An argument that permeates Defendant's papers is that Plaintiffs cannot state a claim because the fuel economy of a vehicle varies based on several factors, such as driving style, climate, and traffic patterns. (See Def.'s Mem. 12.) This argument raises more questions than it answers. If fuel economy is not "one size fits all," as Defendant contends, why did Defendant create an advertisement explicitly declaring that the C-MAX delivers better fuel economy than the Prius V under real-world driving conditions? --------

In sum, the consumer protection law claims that are based on the "Freight," "Weeee," Fusion Brochure, Fusion Hybrid Video, C-MAX Brochure, and "Wrong Direction" advertisements are dismissed with prejudice. However, Plaintiffs whose claims are based on the "Hybrid Games" video—Holman, Pitkin, Broome, and Harkins—have stated adequately a claim under the relevant state consumer protection laws.

2. Common Law Fraud

In Ford I, the Court held that Plaintiffs' common law fraud claim survived Defendant's first Motion To Dismiss. 2015 WL 7018369, at *35. The Court noted that Plaintiffs "included adequate allegations as to some advertisements with the requisite specificity under Rule 9(b)" to state a fraud claim. Id. (emphasis added). The Court did not, however, specifically identify which advertisements were actionable. Now that Plaintiffs have identified the advertisements upon which each Plaintiff relied, the Court concludes that the "Freight," "Weeee," Fusion Brochure, Fusion Hybrid Video, C-MAX Brochure, and "Wrong Direction" advertisements are not actionable for the same reasons stated above—nothing in these advertisements guarantee or promise specific, real-world performance. But, also for the same reasons as stated above, the fraud claim may proceed as it pertains to the "Hybrid Games" video.

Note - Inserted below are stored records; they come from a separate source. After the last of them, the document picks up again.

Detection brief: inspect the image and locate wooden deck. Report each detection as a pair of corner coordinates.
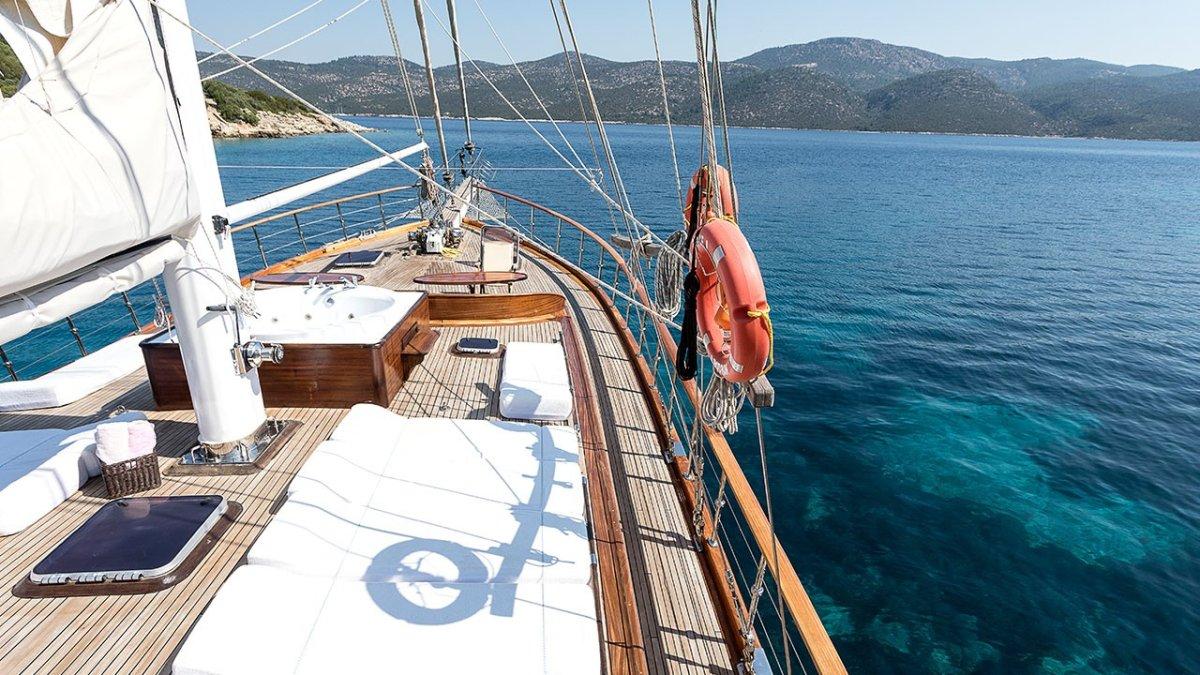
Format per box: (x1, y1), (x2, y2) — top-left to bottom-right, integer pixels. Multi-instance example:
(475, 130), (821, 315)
(0, 224), (733, 674)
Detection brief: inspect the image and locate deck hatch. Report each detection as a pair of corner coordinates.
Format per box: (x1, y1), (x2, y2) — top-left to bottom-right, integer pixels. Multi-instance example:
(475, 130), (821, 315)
(29, 495), (228, 585)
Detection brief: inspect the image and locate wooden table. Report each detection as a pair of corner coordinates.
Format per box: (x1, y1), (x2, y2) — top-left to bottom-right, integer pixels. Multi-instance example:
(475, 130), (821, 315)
(250, 271), (365, 286)
(413, 271), (529, 293)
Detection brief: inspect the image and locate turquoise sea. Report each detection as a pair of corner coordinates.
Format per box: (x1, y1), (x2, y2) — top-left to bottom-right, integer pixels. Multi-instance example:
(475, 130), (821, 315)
(8, 118), (1200, 673)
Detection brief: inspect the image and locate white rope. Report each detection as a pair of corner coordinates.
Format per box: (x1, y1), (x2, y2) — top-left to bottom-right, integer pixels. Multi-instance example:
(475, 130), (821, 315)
(654, 229), (688, 317)
(648, 0), (684, 212)
(379, 0), (428, 138)
(700, 362), (746, 434)
(148, 0), (498, 225)
(200, 0), (371, 82)
(196, 0), (325, 65)
(413, 0), (450, 176)
(465, 0), (587, 167)
(691, 0), (725, 213)
(401, 0), (686, 262)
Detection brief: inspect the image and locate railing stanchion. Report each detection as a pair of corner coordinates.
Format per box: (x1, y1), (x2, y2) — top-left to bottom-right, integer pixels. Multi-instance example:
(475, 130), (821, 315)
(121, 291), (142, 330)
(292, 214), (308, 253)
(0, 347), (20, 382)
(250, 226), (270, 269)
(66, 316), (88, 357)
(336, 202), (350, 239)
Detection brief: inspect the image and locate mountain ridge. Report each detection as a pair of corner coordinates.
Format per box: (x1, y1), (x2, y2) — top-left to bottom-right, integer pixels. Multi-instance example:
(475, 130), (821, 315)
(194, 37), (1200, 141)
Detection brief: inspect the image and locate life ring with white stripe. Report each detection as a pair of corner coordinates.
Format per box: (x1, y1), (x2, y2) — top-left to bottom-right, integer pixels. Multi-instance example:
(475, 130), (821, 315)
(692, 216), (774, 383)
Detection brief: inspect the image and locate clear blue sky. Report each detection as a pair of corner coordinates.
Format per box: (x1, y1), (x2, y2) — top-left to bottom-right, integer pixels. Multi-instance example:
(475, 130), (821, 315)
(190, 0), (1200, 68)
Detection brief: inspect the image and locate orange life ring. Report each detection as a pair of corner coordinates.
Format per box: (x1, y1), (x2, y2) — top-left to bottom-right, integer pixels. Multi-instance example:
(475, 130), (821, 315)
(683, 165), (738, 227)
(694, 217), (774, 382)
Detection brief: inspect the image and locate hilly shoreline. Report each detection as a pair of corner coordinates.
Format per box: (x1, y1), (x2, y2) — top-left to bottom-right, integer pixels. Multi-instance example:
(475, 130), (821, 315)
(0, 37), (1200, 141)
(204, 37), (1200, 141)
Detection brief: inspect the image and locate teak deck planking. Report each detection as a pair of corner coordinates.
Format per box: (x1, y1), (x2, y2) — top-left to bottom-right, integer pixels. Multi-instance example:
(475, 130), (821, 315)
(0, 227), (733, 674)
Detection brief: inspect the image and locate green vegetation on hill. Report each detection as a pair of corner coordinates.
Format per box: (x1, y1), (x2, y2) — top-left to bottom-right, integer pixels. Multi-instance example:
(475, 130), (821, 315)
(204, 79), (307, 124)
(0, 37), (25, 97)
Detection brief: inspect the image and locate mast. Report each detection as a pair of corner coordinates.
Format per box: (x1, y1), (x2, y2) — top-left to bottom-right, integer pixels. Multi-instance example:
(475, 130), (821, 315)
(446, 0), (475, 154)
(413, 0), (450, 184)
(158, 0), (266, 454)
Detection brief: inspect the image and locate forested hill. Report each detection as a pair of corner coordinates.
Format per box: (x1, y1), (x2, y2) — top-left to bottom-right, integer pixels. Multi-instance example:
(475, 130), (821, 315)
(0, 37), (1200, 141)
(0, 37), (25, 98)
(196, 37), (1200, 139)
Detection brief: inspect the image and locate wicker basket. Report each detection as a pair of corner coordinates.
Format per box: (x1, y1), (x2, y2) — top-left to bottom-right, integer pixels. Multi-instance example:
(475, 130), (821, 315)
(100, 453), (162, 498)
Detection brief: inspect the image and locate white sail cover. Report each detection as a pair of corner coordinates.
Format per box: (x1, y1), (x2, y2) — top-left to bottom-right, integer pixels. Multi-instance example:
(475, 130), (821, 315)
(0, 0), (199, 296)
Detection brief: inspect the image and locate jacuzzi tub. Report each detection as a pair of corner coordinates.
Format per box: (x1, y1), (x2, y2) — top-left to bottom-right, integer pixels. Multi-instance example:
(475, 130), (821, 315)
(142, 285), (430, 410)
(244, 286), (425, 343)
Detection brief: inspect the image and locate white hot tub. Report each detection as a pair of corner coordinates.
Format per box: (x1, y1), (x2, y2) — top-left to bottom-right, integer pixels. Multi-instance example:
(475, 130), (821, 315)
(142, 285), (430, 410)
(242, 286), (424, 345)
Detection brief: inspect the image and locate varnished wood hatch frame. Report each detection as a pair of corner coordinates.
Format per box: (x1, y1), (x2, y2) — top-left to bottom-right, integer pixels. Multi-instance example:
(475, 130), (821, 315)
(12, 500), (242, 598)
(428, 293), (649, 675)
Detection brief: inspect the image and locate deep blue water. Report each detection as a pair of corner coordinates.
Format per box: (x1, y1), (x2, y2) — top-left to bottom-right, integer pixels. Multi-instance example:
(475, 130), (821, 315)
(16, 119), (1200, 673)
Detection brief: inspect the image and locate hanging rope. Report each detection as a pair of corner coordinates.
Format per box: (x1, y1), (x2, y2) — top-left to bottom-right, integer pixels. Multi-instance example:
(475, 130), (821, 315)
(446, 0), (475, 151)
(654, 229), (688, 318)
(700, 372), (746, 434)
(708, 0), (733, 181)
(379, 0), (428, 138)
(413, 0), (451, 185)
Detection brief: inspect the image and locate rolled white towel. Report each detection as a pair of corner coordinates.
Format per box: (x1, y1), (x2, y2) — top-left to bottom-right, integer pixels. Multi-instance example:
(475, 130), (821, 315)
(96, 422), (145, 465)
(128, 419), (158, 458)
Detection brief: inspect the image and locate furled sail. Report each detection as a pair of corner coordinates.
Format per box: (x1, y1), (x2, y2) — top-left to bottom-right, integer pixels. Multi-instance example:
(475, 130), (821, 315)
(0, 0), (199, 307)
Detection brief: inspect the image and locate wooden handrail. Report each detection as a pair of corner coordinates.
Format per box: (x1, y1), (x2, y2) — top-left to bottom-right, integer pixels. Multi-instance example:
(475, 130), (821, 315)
(229, 185), (415, 232)
(478, 185), (846, 675)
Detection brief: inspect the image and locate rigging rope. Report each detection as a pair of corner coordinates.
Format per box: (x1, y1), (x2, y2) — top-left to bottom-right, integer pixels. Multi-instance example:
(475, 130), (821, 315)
(413, 0), (451, 184)
(196, 0), (325, 65)
(465, 0), (588, 168)
(379, 0), (428, 139)
(708, 0), (733, 183)
(646, 0), (683, 210)
(700, 372), (746, 434)
(200, 0), (371, 82)
(148, 0), (499, 228)
(446, 0), (475, 153)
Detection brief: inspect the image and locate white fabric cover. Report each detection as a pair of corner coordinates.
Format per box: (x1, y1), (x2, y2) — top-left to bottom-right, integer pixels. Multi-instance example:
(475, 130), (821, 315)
(296, 580), (600, 675)
(262, 413), (590, 584)
(174, 405), (601, 675)
(173, 565), (600, 675)
(0, 0), (199, 298)
(500, 342), (571, 422)
(0, 335), (145, 412)
(172, 565), (331, 675)
(0, 239), (184, 345)
(0, 412), (145, 536)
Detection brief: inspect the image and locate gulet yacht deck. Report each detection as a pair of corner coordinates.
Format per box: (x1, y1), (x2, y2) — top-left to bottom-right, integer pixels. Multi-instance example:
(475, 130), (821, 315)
(0, 227), (734, 674)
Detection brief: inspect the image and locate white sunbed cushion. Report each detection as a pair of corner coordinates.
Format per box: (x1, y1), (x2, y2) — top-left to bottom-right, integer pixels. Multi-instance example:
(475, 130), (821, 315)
(0, 335), (145, 412)
(329, 404), (407, 442)
(0, 412), (145, 536)
(288, 438), (394, 504)
(172, 565), (333, 675)
(298, 580), (600, 675)
(500, 342), (571, 422)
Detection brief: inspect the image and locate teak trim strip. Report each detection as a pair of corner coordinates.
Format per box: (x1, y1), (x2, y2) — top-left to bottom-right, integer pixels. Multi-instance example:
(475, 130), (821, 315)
(479, 185), (846, 675)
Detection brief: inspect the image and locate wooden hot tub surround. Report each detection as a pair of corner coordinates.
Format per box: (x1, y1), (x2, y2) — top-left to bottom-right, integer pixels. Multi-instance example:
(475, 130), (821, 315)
(142, 295), (437, 411)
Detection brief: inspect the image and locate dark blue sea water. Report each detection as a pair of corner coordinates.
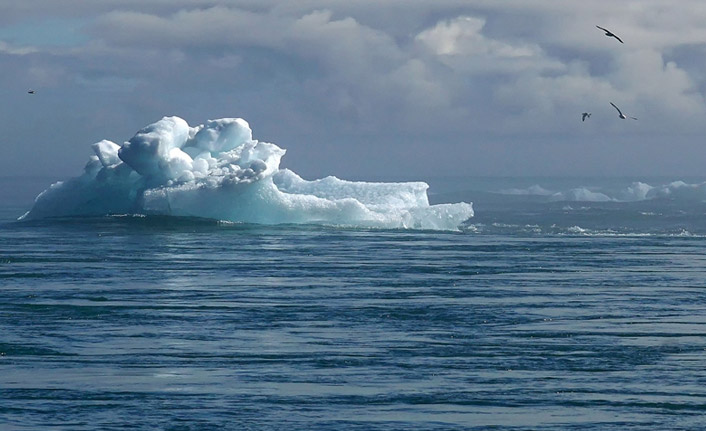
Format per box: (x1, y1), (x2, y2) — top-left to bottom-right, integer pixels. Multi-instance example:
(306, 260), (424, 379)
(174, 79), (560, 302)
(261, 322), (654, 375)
(0, 178), (706, 431)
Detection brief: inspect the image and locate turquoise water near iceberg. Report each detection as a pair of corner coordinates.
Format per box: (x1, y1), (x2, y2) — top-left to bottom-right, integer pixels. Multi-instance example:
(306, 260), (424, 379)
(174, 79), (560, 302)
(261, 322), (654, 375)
(0, 178), (706, 430)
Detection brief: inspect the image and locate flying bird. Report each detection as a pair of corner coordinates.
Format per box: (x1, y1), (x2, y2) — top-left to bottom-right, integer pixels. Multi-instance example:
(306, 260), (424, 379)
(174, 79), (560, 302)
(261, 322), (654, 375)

3. Breach of Express Warranty

In Ford I, the Court denied Defendant's first Motion To Dismiss Plaintiffs' breach of express warranty claim and noted that "[g]uarantees beyond a mere disclosure" of EPA estimates "may . . . create" an express warranty. Id. at *36 (emphasis omitted). As has been discussed at length, the only advertisement containing actionable statements is the "Hybrid Games" video. Accordingly, Plaintiffs' breach of express warranty claim is dismissed insofar as it is based on the other advertisements attached to the SAC.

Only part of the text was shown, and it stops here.